The directional animation of Pac-Man was also dropped, and the ghosts were not just indistinguishable, but they flickered as they moved, making playing the game a visually fatiguing experience.
Pac-Man had lost his personality. And the critical reception was damning. Next Generation magazine described it as the single worst coin-op conversion of all time. In the rush to market, Atari was eroding a consumer confidence and brand loyalty that just a year earlier had seemed to be unshakable. Pac-Man may have been the game that heralded the end of Atari, although undoubtedly it was the legendary E.T., a game so bad that thousands of unsold cartridges were crushed, dumped in the desert, and covered with concrete, that finally killed it off. Now of course, we’ve only been able to look at one or two examples of Atari game cartridges here. What I’d like you to do next is to play through some for yourself.

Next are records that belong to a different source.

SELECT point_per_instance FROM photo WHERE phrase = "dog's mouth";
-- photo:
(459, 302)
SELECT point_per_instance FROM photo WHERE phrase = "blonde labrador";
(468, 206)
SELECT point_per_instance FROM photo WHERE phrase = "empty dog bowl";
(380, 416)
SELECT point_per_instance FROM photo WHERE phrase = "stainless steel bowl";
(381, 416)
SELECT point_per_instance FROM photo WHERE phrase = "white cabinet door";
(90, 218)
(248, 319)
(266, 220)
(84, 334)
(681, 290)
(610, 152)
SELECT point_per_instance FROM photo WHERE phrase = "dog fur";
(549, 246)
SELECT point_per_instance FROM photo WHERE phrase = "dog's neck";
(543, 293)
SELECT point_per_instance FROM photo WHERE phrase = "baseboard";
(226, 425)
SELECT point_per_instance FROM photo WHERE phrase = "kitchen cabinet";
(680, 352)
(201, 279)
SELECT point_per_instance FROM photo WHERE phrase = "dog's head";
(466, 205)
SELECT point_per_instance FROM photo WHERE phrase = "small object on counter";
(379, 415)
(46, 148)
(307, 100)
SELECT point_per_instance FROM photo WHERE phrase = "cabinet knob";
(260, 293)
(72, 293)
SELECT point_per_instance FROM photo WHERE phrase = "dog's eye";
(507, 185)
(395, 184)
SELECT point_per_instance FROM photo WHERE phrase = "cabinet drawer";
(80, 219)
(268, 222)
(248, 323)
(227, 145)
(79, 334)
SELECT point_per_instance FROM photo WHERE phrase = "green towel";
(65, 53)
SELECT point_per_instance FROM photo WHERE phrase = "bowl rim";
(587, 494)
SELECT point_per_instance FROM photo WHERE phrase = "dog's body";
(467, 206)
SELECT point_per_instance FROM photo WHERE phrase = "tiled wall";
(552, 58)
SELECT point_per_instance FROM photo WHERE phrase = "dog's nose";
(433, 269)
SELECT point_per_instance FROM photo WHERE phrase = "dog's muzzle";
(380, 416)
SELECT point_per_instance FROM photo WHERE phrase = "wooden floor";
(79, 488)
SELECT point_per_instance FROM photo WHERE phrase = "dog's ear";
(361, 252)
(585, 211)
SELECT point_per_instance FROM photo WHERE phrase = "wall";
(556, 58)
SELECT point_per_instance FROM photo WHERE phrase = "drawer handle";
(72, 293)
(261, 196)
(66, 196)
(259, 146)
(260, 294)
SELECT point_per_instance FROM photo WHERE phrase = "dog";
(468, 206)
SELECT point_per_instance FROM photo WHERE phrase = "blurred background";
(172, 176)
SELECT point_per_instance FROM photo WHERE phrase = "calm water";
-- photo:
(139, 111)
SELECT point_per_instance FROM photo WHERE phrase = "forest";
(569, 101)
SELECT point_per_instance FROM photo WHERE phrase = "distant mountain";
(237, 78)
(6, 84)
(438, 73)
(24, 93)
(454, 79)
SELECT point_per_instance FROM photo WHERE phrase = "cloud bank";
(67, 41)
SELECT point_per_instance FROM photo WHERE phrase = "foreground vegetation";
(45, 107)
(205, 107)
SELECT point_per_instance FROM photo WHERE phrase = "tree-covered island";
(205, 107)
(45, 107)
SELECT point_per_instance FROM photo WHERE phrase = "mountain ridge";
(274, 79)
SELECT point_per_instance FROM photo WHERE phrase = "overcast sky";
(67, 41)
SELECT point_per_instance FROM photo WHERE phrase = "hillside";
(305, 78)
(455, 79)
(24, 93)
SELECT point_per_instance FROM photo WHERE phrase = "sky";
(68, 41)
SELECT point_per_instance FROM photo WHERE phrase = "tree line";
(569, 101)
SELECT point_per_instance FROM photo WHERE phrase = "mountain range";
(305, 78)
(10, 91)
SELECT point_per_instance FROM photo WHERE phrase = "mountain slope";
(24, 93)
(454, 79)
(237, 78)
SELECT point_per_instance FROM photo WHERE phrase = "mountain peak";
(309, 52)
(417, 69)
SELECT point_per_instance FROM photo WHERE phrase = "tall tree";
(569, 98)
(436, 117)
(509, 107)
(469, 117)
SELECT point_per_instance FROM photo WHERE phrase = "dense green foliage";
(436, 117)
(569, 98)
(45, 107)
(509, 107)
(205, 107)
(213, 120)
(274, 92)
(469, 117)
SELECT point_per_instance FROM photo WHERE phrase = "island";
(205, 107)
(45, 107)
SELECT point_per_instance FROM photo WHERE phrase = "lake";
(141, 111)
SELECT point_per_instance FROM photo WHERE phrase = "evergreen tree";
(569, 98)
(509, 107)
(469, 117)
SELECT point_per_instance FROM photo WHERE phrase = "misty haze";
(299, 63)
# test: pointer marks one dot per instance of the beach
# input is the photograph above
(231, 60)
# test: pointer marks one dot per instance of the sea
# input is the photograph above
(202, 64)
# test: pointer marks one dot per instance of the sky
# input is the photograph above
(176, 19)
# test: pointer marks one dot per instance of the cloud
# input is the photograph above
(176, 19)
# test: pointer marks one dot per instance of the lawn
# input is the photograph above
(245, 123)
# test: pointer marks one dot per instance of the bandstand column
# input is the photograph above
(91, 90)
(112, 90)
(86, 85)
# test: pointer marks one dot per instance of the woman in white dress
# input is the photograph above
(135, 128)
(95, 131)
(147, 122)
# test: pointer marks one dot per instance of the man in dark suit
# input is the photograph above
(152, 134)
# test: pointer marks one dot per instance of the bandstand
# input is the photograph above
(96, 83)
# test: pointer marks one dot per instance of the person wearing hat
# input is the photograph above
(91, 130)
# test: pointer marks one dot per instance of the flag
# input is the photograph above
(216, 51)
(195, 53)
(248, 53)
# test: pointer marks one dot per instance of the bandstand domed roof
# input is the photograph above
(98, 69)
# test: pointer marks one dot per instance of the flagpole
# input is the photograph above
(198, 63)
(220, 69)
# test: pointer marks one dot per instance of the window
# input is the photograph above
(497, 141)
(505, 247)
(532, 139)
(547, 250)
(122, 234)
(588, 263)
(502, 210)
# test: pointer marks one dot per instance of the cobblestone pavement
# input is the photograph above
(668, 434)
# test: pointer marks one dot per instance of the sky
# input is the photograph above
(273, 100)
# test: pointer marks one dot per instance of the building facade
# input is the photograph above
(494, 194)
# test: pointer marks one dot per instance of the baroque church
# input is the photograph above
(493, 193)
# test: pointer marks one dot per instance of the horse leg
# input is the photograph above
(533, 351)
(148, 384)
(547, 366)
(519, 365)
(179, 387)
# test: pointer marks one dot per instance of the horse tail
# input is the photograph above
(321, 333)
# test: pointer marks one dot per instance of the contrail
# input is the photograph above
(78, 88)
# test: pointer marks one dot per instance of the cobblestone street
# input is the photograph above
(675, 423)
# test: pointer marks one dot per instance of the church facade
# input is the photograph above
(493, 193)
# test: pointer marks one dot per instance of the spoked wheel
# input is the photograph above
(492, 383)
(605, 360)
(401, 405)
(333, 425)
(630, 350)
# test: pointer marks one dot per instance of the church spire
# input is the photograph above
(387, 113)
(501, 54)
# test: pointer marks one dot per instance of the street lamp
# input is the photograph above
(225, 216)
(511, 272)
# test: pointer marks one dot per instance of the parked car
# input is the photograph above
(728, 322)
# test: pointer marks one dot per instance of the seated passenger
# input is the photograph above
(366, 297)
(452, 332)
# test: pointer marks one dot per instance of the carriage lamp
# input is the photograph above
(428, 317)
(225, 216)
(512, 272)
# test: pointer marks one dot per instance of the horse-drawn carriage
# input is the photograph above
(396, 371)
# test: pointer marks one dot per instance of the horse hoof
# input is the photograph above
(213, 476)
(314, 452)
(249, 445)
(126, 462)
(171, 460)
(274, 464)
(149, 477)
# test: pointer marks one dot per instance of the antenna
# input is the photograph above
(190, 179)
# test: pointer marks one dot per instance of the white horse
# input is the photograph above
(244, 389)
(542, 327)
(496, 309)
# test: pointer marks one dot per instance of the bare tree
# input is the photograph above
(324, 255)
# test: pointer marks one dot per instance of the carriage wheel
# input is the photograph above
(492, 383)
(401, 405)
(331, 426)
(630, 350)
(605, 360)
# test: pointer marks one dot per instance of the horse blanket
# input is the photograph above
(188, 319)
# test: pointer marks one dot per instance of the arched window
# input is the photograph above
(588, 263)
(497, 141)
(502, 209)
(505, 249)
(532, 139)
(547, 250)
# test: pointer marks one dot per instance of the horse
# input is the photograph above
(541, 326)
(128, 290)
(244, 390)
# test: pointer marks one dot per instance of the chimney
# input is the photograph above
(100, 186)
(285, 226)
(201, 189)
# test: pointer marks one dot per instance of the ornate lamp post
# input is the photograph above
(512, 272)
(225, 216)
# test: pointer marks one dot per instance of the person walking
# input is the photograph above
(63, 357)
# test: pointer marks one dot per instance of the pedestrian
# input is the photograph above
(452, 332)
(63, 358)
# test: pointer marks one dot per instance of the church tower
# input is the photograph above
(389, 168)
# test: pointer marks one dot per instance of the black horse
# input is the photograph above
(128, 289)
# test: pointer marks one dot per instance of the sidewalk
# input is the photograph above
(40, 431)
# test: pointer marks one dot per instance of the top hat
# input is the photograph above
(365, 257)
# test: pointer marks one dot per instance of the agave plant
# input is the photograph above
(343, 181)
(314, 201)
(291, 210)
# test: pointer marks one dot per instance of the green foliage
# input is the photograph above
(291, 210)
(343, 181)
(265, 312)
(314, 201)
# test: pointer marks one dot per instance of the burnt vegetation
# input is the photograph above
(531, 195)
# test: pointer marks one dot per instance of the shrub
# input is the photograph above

Below you can find links to several open source console emulators and video game ROMs. Please take the time to download and play through a few of these. It would certainly be a good idea to play through those titles that we’ve discussed here, but there are many other games that are interesting, either because they’re wonderful games like Activision’s Pitfall or Atari’s Pole Position, or because they exemplify significant moments in gaming history– Atari’s Snoopy vs. The Red Baron, for example, was one of the first games to feature the music of a professional media composer– and its music really shines as a result. Or, as with E.T. or Pac-Man, it’s because they are dreadful and show up the limitations of the machine’s hardware.
Once you’ve played a selection of games, I’d like you to post a short review of one of them, focusing on the sound and the music. How does the music stand up, both in and outside of the context of the game? Does the music work as game music? Would it stand up as music in its own right? Why? And what does that suggest more generally about media music?